This course provides an overview of quantitative research methods with a particular focus on applications in studies of entrepreneurship and innovation. A basic understanding of quantitative methods, including training in statistics and probability theory, is an expected prerequisite.
Participants are given an opportunity to broaden and deepen their understanding of what tools are available for common research problems, with an emphasis on specification, estimation, interpretation and valuation of various forms of mathematically formulated models. The overall ambition is for course participants to gain a useful overview of how data can be analysed using econometric models and machine learning tools, with emphasis on methods that are used in contemporary state-of-the-art research on entrepreneurship and innovation.
The central sections of the course are constituted by presentations and exercises introducing important concepts and techniques. Prioritization of what techniques are treated at greater depth is to some extent determined by participants’ interests and needs.
After having completed the course, participants should gain the ability to:
- identify appropriate quantitative methods in addressing different types of research questions
- make informed methods choices given the available data and the data-generating process
- assess methodological choices in contemporary quantitative research papers
- conduct research on entrepreneurship and innovation using quantitative methods
The course is taught in modules. The first four modules are structured around lectures and exercises. In the last third of the course, the content will be prioritized according to participant demand and interests. These ’on demand’ modules are run in seminar form.

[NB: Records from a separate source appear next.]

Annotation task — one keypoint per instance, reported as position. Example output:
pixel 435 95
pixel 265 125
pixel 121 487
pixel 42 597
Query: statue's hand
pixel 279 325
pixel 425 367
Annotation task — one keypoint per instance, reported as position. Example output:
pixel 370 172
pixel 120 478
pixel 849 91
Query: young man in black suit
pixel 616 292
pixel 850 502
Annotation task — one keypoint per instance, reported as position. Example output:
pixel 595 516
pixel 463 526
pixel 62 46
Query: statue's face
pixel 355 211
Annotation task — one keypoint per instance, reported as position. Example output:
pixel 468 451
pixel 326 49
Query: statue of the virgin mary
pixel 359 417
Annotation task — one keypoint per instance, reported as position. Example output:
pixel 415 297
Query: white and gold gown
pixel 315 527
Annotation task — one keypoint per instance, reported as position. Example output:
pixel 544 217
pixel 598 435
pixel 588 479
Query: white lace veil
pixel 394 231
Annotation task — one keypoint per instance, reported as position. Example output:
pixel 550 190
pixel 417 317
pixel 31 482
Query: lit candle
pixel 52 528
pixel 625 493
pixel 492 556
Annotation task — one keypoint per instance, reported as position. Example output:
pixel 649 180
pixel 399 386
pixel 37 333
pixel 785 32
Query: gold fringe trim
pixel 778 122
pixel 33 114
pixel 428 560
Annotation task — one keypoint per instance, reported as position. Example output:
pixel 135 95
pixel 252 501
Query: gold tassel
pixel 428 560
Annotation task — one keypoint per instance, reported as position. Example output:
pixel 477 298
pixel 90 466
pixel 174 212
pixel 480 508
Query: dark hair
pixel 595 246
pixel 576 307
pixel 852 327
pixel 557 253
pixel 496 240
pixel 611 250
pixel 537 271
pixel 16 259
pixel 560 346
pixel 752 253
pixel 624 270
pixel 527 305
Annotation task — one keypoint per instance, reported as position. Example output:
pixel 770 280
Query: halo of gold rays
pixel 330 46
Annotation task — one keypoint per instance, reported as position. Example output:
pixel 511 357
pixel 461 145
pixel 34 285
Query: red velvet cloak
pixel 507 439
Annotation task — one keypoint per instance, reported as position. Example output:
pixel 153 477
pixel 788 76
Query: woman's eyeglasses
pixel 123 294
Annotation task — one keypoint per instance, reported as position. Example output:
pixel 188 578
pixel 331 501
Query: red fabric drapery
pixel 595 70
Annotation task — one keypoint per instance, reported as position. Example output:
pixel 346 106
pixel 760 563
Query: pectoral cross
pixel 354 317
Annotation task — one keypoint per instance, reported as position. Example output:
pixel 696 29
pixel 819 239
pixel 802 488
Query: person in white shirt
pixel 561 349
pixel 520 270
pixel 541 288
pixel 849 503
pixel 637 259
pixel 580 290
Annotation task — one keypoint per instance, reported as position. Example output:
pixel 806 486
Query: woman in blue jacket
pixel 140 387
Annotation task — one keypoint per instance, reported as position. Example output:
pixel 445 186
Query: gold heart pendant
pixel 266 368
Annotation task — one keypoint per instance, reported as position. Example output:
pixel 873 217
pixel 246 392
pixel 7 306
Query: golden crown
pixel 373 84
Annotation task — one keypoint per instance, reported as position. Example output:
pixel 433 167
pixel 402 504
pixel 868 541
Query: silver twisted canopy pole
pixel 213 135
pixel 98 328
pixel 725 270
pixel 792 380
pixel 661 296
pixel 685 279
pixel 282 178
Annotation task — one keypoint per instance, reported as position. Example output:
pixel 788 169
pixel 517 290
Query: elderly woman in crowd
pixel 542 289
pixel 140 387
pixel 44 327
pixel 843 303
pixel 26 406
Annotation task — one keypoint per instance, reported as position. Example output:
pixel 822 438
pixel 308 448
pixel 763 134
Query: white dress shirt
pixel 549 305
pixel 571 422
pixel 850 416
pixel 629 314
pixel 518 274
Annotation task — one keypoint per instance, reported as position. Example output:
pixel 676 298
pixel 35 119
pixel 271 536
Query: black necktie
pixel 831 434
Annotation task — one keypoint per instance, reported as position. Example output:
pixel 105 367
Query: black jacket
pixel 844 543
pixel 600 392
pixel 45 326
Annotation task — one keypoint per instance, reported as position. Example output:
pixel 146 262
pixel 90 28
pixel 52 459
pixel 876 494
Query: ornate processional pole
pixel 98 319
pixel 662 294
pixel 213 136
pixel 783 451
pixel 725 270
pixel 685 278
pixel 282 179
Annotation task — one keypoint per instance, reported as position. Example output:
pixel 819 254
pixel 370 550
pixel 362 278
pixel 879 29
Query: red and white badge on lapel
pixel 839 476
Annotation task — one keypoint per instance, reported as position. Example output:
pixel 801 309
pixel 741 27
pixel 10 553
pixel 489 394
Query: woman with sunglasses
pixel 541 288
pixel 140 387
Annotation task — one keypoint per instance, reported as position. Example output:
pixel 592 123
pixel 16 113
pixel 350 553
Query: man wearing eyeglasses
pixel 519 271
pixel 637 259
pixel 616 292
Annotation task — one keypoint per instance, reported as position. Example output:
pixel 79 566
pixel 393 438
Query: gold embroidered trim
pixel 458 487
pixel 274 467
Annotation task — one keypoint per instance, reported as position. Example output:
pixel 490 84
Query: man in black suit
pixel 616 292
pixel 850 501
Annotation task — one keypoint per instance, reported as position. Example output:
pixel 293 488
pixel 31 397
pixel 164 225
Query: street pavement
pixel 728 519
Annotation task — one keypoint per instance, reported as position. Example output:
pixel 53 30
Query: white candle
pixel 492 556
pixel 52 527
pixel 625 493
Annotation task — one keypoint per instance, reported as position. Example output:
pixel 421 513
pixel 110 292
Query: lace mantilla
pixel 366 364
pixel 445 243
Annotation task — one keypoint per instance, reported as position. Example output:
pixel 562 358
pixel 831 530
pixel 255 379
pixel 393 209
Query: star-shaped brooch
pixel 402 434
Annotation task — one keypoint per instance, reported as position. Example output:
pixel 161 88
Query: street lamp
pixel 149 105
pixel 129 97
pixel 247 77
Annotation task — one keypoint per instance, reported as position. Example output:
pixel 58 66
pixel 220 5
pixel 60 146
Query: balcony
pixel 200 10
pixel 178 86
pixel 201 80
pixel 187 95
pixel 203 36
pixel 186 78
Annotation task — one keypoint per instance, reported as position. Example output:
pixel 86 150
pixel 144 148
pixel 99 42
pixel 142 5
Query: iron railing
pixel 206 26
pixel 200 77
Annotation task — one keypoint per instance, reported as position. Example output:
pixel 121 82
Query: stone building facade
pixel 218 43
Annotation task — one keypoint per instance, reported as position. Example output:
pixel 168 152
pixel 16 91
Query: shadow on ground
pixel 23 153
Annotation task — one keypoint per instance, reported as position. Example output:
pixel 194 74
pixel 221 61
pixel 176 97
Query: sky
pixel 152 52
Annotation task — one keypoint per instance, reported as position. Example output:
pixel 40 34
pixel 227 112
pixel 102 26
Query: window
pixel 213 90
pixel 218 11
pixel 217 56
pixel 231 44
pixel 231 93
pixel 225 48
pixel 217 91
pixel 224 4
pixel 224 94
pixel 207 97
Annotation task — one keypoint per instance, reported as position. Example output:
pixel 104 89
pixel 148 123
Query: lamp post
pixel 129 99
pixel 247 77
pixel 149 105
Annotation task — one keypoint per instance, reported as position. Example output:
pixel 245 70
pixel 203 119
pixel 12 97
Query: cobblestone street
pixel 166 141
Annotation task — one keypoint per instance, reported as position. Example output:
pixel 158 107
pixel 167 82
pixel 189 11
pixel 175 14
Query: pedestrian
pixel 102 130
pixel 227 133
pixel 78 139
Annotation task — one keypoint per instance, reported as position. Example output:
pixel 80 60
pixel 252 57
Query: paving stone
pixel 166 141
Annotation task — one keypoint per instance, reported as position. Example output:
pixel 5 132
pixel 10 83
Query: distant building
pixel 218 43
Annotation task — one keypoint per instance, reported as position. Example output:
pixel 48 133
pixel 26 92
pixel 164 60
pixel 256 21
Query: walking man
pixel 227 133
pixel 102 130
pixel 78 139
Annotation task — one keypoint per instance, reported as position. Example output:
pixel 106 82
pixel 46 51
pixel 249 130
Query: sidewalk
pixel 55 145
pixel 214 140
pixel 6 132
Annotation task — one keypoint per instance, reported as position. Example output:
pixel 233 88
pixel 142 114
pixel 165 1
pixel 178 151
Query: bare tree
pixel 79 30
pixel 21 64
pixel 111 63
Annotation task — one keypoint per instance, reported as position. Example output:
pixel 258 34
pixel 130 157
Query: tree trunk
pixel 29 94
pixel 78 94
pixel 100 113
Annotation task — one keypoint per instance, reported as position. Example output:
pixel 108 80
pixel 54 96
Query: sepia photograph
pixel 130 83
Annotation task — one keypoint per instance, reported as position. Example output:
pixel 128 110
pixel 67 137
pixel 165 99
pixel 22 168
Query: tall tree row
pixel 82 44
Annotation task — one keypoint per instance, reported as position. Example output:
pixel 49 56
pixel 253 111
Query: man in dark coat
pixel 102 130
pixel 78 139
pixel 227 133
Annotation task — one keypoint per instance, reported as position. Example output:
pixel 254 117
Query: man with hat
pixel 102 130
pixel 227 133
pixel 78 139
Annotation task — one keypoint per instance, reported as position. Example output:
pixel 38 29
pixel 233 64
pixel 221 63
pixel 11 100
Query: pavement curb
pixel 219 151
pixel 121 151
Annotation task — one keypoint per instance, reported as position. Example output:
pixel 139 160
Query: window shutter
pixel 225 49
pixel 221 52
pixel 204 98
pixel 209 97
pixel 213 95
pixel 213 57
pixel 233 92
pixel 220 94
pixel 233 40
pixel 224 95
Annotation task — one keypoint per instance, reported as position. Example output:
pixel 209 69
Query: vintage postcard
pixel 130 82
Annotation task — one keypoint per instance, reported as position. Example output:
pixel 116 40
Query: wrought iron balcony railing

Each module contains a combination of lectures and assignment work. Exercises held during the course are designed to help participants develop the necessary expertise for the final, summative assessment. In lectures, the statistical software STATA (latest edition) will be used to illustrate and demonstrate course content. When working with assignments, however, participants may choose to work in R or Python instead.

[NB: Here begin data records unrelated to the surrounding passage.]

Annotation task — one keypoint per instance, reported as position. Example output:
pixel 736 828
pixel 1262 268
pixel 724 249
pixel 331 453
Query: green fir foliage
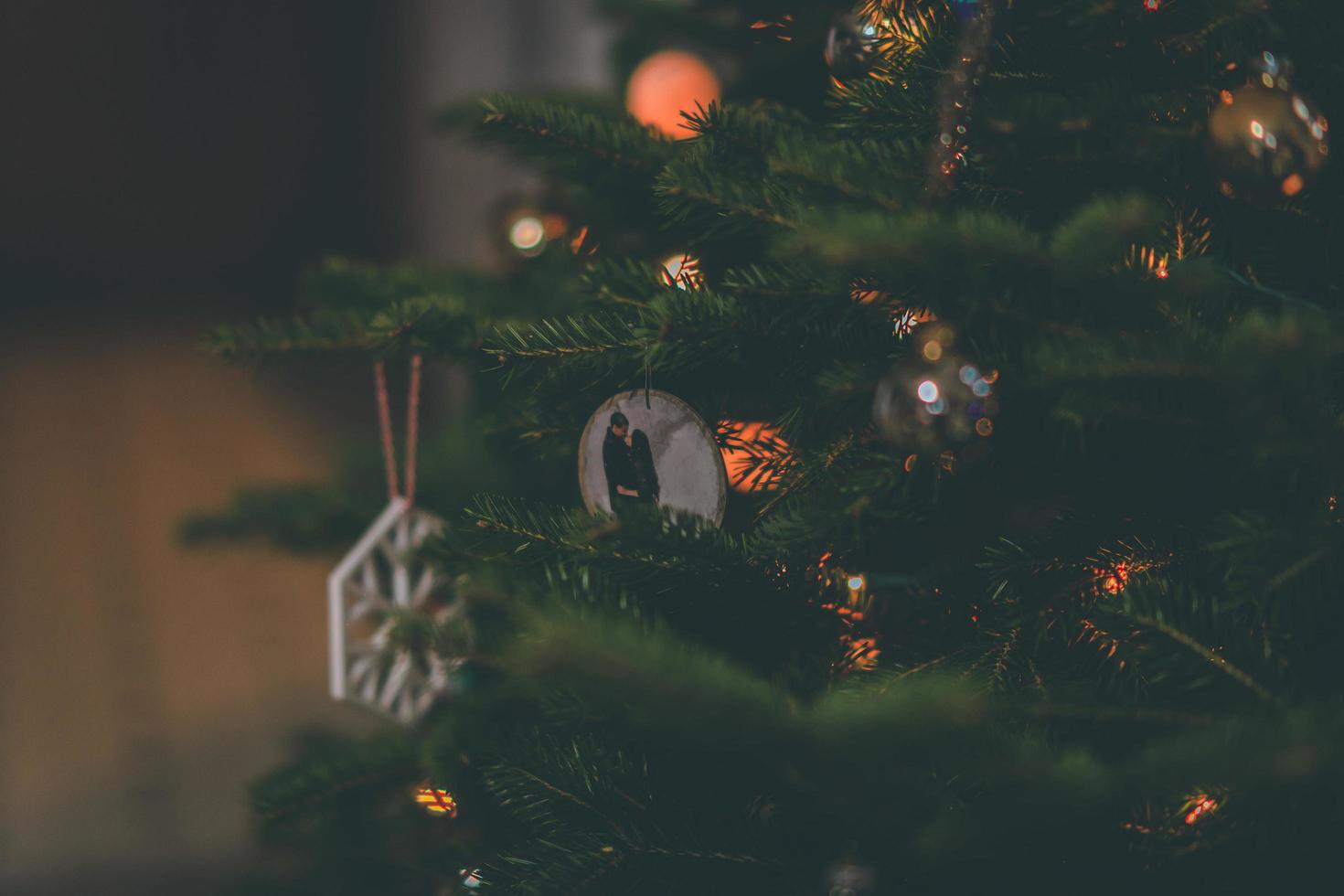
pixel 1103 657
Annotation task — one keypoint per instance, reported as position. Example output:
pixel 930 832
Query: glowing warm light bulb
pixel 437 802
pixel 668 83
pixel 527 234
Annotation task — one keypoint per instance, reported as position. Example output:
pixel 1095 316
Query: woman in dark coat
pixel 641 454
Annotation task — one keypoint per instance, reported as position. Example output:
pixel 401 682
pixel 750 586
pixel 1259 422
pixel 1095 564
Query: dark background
pixel 167 164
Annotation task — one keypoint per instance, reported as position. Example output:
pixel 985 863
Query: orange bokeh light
pixel 745 466
pixel 437 801
pixel 668 83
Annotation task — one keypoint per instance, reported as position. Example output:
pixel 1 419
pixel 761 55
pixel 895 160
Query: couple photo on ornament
pixel 632 478
pixel 649 450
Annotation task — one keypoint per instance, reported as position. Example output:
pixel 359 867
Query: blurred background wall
pixel 167 164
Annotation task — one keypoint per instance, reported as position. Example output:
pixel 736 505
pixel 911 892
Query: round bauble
pixel 851 45
pixel 668 83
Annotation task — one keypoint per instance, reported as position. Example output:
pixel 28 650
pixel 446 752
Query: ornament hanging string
pixel 385 426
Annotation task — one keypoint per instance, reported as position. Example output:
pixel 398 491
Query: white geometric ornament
pixel 378 584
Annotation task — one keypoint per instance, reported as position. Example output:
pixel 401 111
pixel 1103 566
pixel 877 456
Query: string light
pixel 683 272
pixel 437 801
pixel 1198 807
pixel 527 235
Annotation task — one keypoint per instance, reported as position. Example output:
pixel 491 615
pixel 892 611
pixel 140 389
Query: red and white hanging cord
pixel 385 426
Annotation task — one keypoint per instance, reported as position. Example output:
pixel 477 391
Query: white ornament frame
pixel 382 577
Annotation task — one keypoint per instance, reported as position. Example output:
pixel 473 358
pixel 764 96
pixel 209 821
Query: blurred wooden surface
pixel 142 684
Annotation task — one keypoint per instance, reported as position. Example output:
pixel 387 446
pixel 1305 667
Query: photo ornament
pixel 645 449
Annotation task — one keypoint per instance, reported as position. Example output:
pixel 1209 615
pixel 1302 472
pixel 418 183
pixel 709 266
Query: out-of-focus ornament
pixel 752 455
pixel 935 400
pixel 379 595
pixel 683 272
pixel 849 879
pixel 1266 143
pixel 437 801
pixel 851 45
pixel 668 83
pixel 383 600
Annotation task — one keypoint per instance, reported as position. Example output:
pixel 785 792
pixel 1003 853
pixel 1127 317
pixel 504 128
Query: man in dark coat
pixel 623 483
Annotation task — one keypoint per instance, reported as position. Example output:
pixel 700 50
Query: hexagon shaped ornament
pixel 377 597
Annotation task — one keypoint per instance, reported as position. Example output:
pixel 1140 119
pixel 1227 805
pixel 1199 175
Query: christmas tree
pixel 1018 328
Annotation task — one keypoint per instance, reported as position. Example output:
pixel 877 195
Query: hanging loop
pixel 385 426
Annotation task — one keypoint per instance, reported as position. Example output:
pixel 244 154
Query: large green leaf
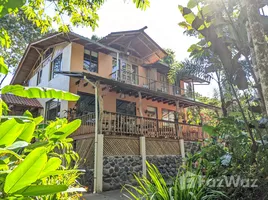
pixel 38 190
pixel 18 144
pixel 38 92
pixel 27 132
pixel 3 66
pixel 7 6
pixel 209 130
pixel 27 172
pixel 66 129
pixel 37 145
pixel 38 120
pixel 52 165
pixel 10 131
pixel 192 3
pixel 6 151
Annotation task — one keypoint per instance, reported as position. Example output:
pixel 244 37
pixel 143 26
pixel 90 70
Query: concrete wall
pixel 109 100
pixel 72 60
pixel 59 81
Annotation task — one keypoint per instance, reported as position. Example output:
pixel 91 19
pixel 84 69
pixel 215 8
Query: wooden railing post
pixel 176 118
pixel 110 123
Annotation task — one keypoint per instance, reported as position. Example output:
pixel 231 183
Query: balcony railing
pixel 151 84
pixel 128 125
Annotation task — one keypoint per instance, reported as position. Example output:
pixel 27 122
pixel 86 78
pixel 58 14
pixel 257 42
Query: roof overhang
pixel 159 66
pixel 133 90
pixel 11 99
pixel 135 43
pixel 36 48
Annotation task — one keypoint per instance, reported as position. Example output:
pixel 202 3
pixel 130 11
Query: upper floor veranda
pixel 129 57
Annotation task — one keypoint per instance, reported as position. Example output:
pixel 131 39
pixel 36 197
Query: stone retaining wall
pixel 191 147
pixel 119 170
pixel 168 165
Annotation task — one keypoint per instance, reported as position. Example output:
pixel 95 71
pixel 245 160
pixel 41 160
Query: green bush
pixel 47 166
pixel 187 185
pixel 37 161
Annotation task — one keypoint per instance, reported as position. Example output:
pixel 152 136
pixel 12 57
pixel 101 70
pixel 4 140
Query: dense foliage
pixel 189 184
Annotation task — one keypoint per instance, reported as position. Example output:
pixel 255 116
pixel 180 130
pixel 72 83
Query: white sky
pixel 161 18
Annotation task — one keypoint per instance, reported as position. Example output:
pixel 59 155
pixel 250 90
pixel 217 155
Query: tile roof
pixel 11 99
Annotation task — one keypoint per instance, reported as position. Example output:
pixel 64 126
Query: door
pixel 125 107
pixel 126 72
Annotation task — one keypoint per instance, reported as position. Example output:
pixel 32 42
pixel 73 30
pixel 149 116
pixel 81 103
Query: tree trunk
pixel 223 103
pixel 259 45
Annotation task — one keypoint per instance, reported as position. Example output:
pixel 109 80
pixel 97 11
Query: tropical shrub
pixel 230 153
pixel 187 185
pixel 37 160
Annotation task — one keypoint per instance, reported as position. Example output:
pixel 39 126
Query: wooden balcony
pixel 119 124
pixel 151 84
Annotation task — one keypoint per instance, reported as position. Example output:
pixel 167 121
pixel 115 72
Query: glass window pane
pixel 56 65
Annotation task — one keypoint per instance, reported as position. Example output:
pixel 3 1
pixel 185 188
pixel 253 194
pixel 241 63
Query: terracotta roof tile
pixel 11 99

- What do we need quantitative methods for?
– Cause and effect
– Models as tools
– Moderation, mediation, etc
– Mixed methods approaches
- Econometric toolbox ”basics” (two classes)
– Regression models for binary outcomes (Logit, Probit, LPM)
– Regression models for censored and truncated data
– Regression models for multi-item discrete choice outcomes (multinomial logit, nested logit)
– Pooled Cross-sections and Panel Data Models
– Overview of complementary models (survival analysis and duration models, structural equation models, factor analysis)
- Towards causal analysis
– Granger causality
– Matching – Sample Selection and Heckman Models – Endogeneity and Instrumental Variables Estimation
- The language of prediction
– Training/evaluation sample split
– Machine learning techniques
MODULES ON DEMAND
- Methods for generating data
– Text analysis
– Survey methodology
– Experimental approaches
- Overview of data sources common for research on E&I
– International surveys
– Patent data
– Register data
- Data, law and ethics
– What data is sensitive (GDPR etc)?
– Obtaining ethical approval for quantitative research
– Storing data securely
- Research ethics in quantitative research
– The research replication crisis
Attendance is mandatory for all participants. The Course Director assesses if and how absence may be compensated.
Participants are expected to hand in four short assignments, corresponding to the four basic modules of the course. The first criteria for finishing the course is to have handed in four acceptable assignments.
The second and final part of the examination takes the form of a data hackathon, where participants do their best to turn information into knowledge. Participants will frame a research question, create and implement a research design, mobilize data resources and present findings in the form of a 3,000-word research paper. Participants may use a dataset that they intend to use in their own research.